FiiO K15 ma wiele wspólnego z modelem K17. Tańsze kombo cechuje się niemal identyczną konstrukcją, ale posiada komponenty niższej klasy – zamiast topowych przetworników Asahi Kasei Microdevices AK4499EX zastosowano kostki AK4497S, a moc wzmacniacza została zredukowana z 4 W na kanał do 3 W na kanał. Pozwoliło to znacznie obniżyć cenę.
Polubiłem się z FiiO K17. Doceniłem kombo za retro-wzornictwo, wygodną obsługę, dużą moc i oczywiście za brzmienie – naturalne, muzykalne i przestrzenne. Choć narzekałem na okrojone możliwości strumieniowania i pewne wady użytkowe, z przyjemnością korzystałbym z K17-tki na co dzień. Uważam, że to świetny wybór dla wszystkich, którzy szukają rozbudowanego kombo z dźwiękiem na wysokim poziomie, ale nie w analitycznym wydaniu.
Z przyjemnością zabrałem się więc za model K15, bliźniaczo podobny do K17. Producent wykorzystał identyczną obudowę oraz zaimplementował większość funkcji. Zastosowano jednak niżej pozycjonowane przetworniki AKM i zrezygnowano z dodatkowego DAC-a, dopieszczającego sygnał cyfrowy. Cięć doczekał się także wzmacniacz – wciąż wykonany na elementach dyskretnych, ale tym razem „tylko” 3-watowy. Pikanterii dodaje cena, bo K15-tka kosztuje około 3300 zł, gdy K17-tka wymaga wyłożenia prawie 5000 zł.
Sprawdziłem, czym dokładnie FiiO K15 różni się od modelu K17, począwszy od konstrukcji, przez możliwości, aż po brzmienie.
Wyposażenie
Zestaw zawiera:
- przewód zasilający (długość 112 cm);
- 2x kabel USB-A > USB-C (długość 95 cm);
- bezprzewodowy pilot;
- adapter 6,35 mm;
- zaślepkę portu XLR;
- zaślepki złącz RCA:
- zapasowy bezpiecznik;
- instrukcję obsługi.


Wyposażenie pozytywnie zaskakuje, ponieważ jest identyczne, jak w droższym modelu. Obstawiałem, że tym razem w zestawie zabraknie pilota czy drugiego kabla USB, ale nic z tych rzeczy. Dokupić należy jedynie dwie baterie AAA, bo zabrakło ich w pilocie, ale nie inaczej jest w przypadku K17.
Konstrukcja
Na pierwszy rzut oka trudno odróżnić K15 od K17. Wzornictwo jest nadal utrzymane w stylu retro, obudowa ponownie blaszana, a panele grube. Producent nie próbował odróżnić od siebie urządzeń także kolorystyką, bo jedno i drugie kombo możemy mieć w czerni lub srebrze. Jest na czym zawiesić oko, a łatwo docenić także ciepłe, pomarańczowe podświetlenie ekranu i pokręteł, które kojarzy mi się z klasycznymi amplitunerami.
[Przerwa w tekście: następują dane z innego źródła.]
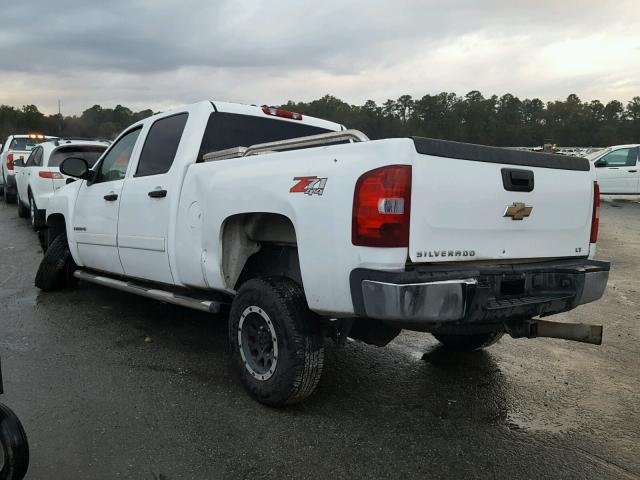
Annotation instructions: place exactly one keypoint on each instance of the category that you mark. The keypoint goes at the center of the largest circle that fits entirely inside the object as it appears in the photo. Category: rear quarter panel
(262, 183)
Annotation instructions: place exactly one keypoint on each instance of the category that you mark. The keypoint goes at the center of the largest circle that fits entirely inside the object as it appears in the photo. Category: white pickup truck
(309, 230)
Z przodu nie dostrzegłem jakichkolwiek różnic – pod dotykowym ekranem w rozmiarze 3,93 cala znowu znajdują się: włącznik (z diodą), przełącznik wyjść oraz selektor wzmocnienia. Ten ostatni jest ponownie pięciostopniowy (L, M, H, SH i UH). Nie wcięło także frontowego USB-C, a na swoich miejscach są klikalne i podświetlone pokrętła trybu i głośności. Poniżej nich znajdziemy też gniazda 6,35 mm, 4,4 mm oraz 4-pin XLR.
Większość elementów z tyłu pozostała nietknięta. Panel ponownie naszpikowano złączami, ponieważ umieszczono tam wejścia i wyjścia niesymetryczne (RCA), wejście i wyjścia zbalansowane (4,4 mm i XLR 3-pin), a także wejścia cyfrowe (optyczne i koaksjalne). Producent nie pożałował również dwóch USB-C, złącza USB-A czy sieciowego (RJ-45). Gniazda uziemienia czy anten interfejsów bezprzewodowych również nie brakuje.
Co zatem się zmieniło? FiiO K15 nie ma już wyjść cyfrowych, czyli koaksjalnego i optycznego. Nie znalazłem też przełącznika uziemienia oraz gniazda 3,5 mm (Trigger In), ale w zamian otrzymujemy dodatkowe gniazdo zasilania oraz jego przełącznik (AC/DC), ponieważ K15 obsługuje zewnętrzne zasilacze, czego K17 nie potrafi.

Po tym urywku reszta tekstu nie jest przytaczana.